Druid 0.6.146 segments are not being handed off from realtime to historical

I looked at the latest docs as docs for 0.6.146 did not have anything
http://druid.io/docs/latest/ingestion/faq.html#my-realtime-node-is-not-handing-segments-off

– Metadata config is correct for Mysql

druid.db.connector.connectURI=jdbc:mysql://localhost:3306/druid

druid.db.connector.user=druid

druid.db.connector.password=druid

– Historical nodes are well within their capacity. Checked this via the coordinator’s cluster view.

– There was one exception in the historical logs.

INFO [main] com.metamx.common.lifecycle.Lifecycle$AnnotationBasedHandler - Invoking start method[public void io.druid.server.coordination.BaseZkCoordinator.start() throws java.io.IOException] on object[io.druid.server.coordination.ZkCoordinator@134806b7].

I found via coordinator’s cluster view that the segment binary version is null and size is being shown as 0 and nothing is being handed off to historical node. Everything is on realtime.

– No exceptions in coordinator logs.

Any idea what could be causing the versions to become null?

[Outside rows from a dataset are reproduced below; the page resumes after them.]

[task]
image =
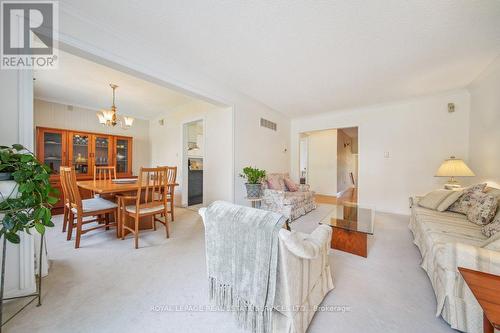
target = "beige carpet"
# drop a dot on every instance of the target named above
(107, 286)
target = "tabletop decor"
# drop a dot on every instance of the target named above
(454, 167)
(25, 204)
(254, 178)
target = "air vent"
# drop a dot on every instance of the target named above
(268, 124)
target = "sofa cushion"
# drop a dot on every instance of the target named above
(439, 199)
(463, 203)
(482, 209)
(275, 181)
(290, 185)
(294, 198)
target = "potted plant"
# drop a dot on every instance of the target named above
(254, 178)
(26, 200)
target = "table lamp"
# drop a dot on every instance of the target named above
(454, 167)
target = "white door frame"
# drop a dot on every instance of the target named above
(185, 157)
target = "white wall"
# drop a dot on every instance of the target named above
(485, 125)
(166, 147)
(48, 114)
(322, 162)
(253, 145)
(346, 161)
(16, 110)
(9, 125)
(258, 146)
(418, 134)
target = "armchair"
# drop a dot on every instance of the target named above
(290, 204)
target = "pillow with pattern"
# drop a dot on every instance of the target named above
(483, 209)
(290, 185)
(492, 228)
(468, 197)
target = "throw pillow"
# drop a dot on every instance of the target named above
(482, 209)
(290, 185)
(275, 182)
(492, 228)
(463, 203)
(433, 199)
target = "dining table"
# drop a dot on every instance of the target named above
(120, 186)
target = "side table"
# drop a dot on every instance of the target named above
(486, 289)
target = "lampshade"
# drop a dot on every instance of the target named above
(454, 167)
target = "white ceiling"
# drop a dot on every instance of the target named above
(303, 57)
(84, 83)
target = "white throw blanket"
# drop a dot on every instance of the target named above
(242, 257)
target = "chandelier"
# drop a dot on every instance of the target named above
(109, 117)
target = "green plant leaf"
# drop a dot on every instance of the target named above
(40, 228)
(26, 158)
(13, 238)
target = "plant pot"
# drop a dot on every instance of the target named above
(253, 190)
(6, 176)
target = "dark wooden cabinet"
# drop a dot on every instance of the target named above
(82, 150)
(122, 155)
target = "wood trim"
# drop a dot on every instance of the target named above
(80, 132)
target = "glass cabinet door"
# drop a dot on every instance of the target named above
(53, 150)
(102, 150)
(79, 153)
(123, 156)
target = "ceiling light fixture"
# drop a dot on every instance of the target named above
(109, 117)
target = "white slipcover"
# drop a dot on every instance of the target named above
(304, 277)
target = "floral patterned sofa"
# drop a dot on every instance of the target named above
(281, 195)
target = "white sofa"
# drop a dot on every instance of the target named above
(304, 277)
(292, 205)
(446, 241)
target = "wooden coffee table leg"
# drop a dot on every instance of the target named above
(487, 327)
(350, 241)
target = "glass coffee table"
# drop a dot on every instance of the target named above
(351, 226)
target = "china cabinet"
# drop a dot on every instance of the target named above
(82, 150)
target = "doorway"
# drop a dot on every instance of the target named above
(328, 162)
(194, 154)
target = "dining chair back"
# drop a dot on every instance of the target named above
(65, 193)
(149, 201)
(104, 172)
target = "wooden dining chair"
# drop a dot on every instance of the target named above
(104, 172)
(79, 209)
(66, 206)
(148, 201)
(171, 178)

I guess that can be considered as corrupt. But the queries are giving correct results. Kill task is not working on these segments.

This is happening for some new dataSource that were created. The spec is exactly the same as older ones except the granularity.

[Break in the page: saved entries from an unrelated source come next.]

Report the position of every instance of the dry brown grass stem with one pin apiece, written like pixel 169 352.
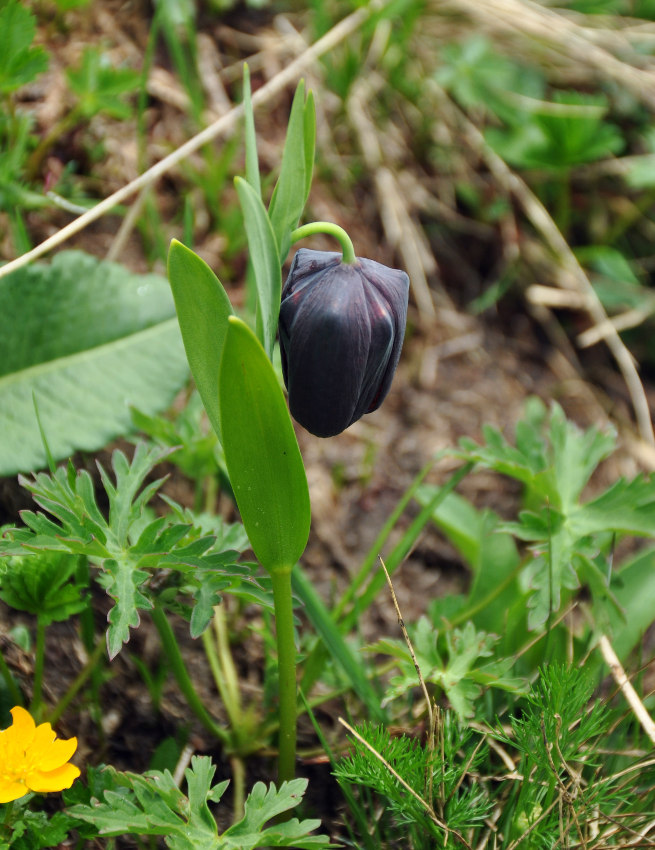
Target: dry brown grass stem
pixel 574 274
pixel 401 231
pixel 580 45
pixel 632 698
pixel 218 128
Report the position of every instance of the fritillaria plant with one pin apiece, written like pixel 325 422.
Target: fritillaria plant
pixel 341 329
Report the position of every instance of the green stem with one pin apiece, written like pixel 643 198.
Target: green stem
pixel 286 660
pixel 331 229
pixel 238 786
pixel 174 658
pixel 39 659
pixel 90 668
pixel 12 687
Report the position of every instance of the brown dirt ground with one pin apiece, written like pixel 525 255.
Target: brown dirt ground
pixel 457 373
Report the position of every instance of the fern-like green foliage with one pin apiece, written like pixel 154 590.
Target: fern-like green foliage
pixel 128 545
pixel 152 804
pixel 443 792
pixel 565 789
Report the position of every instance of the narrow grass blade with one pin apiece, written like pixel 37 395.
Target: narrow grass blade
pixel 342 654
pixel 265 261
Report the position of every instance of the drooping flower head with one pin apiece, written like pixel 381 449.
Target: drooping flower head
pixel 341 331
pixel 32 758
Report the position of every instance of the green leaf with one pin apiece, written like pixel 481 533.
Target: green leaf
pixel 19 62
pixel 635 591
pixel 41 585
pixel 341 652
pixel 291 190
pixel 151 804
pixel 100 87
pixel 461 676
pixel 203 309
pixel 252 160
pixel 261 451
pixel 86 339
pixel 262 805
pixel 552 457
pixel 491 554
pixel 265 262
pixel 310 144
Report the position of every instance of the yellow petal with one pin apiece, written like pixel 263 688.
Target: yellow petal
pixel 12 790
pixel 55 755
pixel 52 780
pixel 23 729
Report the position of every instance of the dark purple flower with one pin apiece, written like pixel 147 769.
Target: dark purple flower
pixel 341 332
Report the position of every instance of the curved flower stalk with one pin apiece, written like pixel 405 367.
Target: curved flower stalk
pixel 32 758
pixel 342 325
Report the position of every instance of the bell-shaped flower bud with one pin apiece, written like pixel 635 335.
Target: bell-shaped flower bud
pixel 341 332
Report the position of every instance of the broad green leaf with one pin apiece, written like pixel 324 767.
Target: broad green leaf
pixel 202 310
pixel 265 261
pixel 86 339
pixel 310 143
pixel 252 160
pixel 261 451
pixel 19 61
pixel 101 87
pixel 290 193
pixel 635 592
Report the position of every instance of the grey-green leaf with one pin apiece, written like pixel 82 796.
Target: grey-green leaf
pixel 203 309
pixel 86 339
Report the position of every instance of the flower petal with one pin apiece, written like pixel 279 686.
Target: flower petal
pixel 53 780
pixel 54 754
pixel 23 728
pixel 12 789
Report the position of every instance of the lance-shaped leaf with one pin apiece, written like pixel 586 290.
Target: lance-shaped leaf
pixel 261 451
pixel 202 310
pixel 292 188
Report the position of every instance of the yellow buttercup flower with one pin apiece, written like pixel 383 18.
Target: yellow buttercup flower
pixel 32 758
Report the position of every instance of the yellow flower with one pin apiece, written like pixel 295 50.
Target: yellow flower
pixel 33 759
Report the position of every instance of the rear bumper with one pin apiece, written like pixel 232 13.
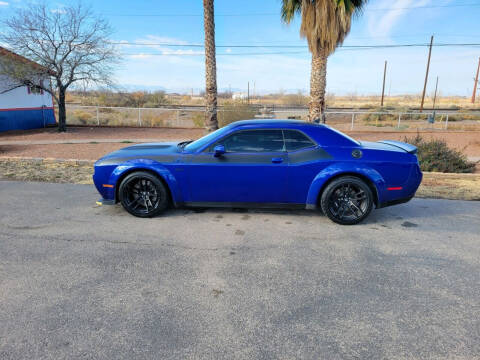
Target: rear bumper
pixel 394 202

There are some older segments with null values and they are not being handed off either to historical. The only common thing is that they all seem to have null version.

There were some exceptions in realtime.log also. But not much detail.

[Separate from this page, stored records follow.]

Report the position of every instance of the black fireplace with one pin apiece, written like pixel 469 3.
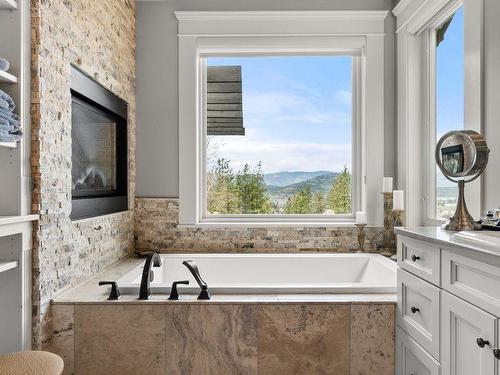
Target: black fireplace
pixel 99 149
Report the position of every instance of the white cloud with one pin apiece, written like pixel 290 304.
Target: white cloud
pixel 290 108
pixel 283 156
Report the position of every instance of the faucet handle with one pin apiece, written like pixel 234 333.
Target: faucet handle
pixel 193 268
pixel 115 292
pixel 174 295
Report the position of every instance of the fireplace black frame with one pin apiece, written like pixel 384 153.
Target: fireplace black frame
pixel 87 92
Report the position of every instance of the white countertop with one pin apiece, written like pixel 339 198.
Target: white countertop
pixel 481 245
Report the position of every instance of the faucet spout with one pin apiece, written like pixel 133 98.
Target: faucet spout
pixel 147 275
pixel 193 268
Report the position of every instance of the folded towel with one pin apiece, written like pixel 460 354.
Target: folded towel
pixel 4 104
pixel 12 118
pixel 4 64
pixel 8 138
pixel 7 128
pixel 6 97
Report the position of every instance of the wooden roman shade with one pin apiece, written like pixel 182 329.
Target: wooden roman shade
pixel 224 101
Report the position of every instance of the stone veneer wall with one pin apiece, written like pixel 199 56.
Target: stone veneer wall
pixel 98 37
pixel 156 228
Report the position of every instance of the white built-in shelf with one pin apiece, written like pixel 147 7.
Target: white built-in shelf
pixel 7 77
pixel 8 4
pixel 8 144
pixel 6 220
pixel 5 266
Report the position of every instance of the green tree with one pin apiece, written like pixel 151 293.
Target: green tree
pixel 300 202
pixel 318 203
pixel 222 194
pixel 339 198
pixel 252 193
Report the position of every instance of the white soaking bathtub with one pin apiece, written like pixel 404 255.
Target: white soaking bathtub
pixel 271 274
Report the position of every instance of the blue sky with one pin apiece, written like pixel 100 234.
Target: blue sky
pixel 450 77
pixel 297 113
pixel 450 83
pixel 297 110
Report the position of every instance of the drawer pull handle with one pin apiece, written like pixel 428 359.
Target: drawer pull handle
pixel 481 343
pixel 496 353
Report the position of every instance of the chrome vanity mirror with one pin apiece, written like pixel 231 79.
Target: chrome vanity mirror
pixel 462 157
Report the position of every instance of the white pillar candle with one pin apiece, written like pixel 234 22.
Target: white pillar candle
pixel 387 185
pixel 360 217
pixel 398 198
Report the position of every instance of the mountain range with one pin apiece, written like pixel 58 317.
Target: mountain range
pixel 288 178
pixel 282 185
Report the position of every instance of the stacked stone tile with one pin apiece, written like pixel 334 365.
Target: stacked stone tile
pixel 98 37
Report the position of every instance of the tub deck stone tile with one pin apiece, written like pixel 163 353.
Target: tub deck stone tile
pixel 303 339
pixel 211 339
pixel 372 339
pixel 120 339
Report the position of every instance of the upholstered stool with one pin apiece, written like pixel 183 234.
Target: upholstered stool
pixel 31 363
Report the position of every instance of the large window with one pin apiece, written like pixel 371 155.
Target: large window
pixel 279 135
pixel 281 117
pixel 449 101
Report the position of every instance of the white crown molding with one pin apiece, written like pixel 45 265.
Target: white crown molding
pixel 247 23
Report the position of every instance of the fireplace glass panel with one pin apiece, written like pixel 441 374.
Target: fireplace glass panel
pixel 94 150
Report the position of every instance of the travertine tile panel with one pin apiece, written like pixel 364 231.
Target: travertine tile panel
pixel 62 340
pixel 303 339
pixel 119 339
pixel 156 226
pixel 372 339
pixel 211 339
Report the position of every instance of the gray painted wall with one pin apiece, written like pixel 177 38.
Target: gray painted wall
pixel 491 116
pixel 157 84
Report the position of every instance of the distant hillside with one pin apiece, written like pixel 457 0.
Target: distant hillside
pixel 320 183
pixel 288 178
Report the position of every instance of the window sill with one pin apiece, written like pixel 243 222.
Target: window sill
pixel 233 224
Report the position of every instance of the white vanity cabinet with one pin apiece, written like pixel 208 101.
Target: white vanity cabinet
pixel 448 306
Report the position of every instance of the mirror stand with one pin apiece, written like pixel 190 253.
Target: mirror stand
pixel 462 219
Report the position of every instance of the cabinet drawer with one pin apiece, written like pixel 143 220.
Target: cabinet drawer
pixel 418 311
pixel 411 358
pixel 419 258
pixel 472 280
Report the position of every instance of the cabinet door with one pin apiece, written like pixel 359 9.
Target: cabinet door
pixel 411 358
pixel 467 338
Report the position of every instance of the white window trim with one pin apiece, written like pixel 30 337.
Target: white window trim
pixel 357 33
pixel 416 20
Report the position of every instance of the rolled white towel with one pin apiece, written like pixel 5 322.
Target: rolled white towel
pixel 4 64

com.metamx.common.lifecycle.Lifecycle$AnnotationBasedHandler - Invoking start method[public void io.druid.client.ServerInventoryView.start() throws java.lang.Exception] on object[io.druid.client.SingleServerInventoryView@3e794c9c]

com.metamx.common.lifecycle.Lifecycle$AnnotationBasedHandler - Invoking start method[public void io.druid.segment.realtime.RealtimeManager.start() throws java.io.IOException] on object[io.druid.segment.realtime.RealtimeManager@28317c6f]

[XXXX-2015-06-15T00:00:00.000Z-persist-n-merge] io.druid.segment.realtime.plumber.RealtimePlumber - Failed to persist merged index[XXXX]: {class=io.druid.segment.realtime.plumber.RealtimePlumber, exceptionType=class com.metamx.common.IAE, exceptionMessage=Bad number of metrics[3], expected [2], interval=2015-06-15T00:00:00.000Z/2015-06-15T01:00:00.000Z}

com.metamx.common.IAE: Bad number of metrics[3], expected [2]

at io.druid.segment.IndexMerger.merge(IndexMerger.java:270)

at io.druid.segment.IndexMerger.mergeQueryableIndex(IndexMerger.java:170)

at io.druid.segment.IndexMerger.mergeQueryableIndex(IndexMerger.java:163)

at io.druid.segment.realtime.plumber.RealtimePlumber$4.doRun(RealtimePlumber.java:348)

at io.druid.common.guava.ThreadRenamingRunnable.run(ThreadRenamingRunnable.java:42)

at java.util.concurrent.ThreadPoolExecutor.runWorker(ThreadPoolExecutor.java:1145)

at java.util.concurrent.ThreadPoolExecutor$Worker.run(ThreadPoolExecutor.java:615)

at java.lang.Thread.run(Thread.java:745)

The XXXX are the dataSource name. But these were not the new dataSource created.

Bump

Hi Aseem, did you stop the node at any point and change the metrics schema?

I stopped druid -> Yes
Change the metrics schema -> I don’t know what that is.

Hi Aseem,
by changing the schema FJ refers to any addition/removal of metrics during the restart ?

from the exception trace it seems you might have removed a metric and restarted the node, that caused this.

you will need to clear the persist directory for realtime node and restart it in order for things to work.

If you want to support Schema changes on the fly, you can use druid indexing service and tranquility (https://github.com/druid-io/tranquility) which also support schema updates.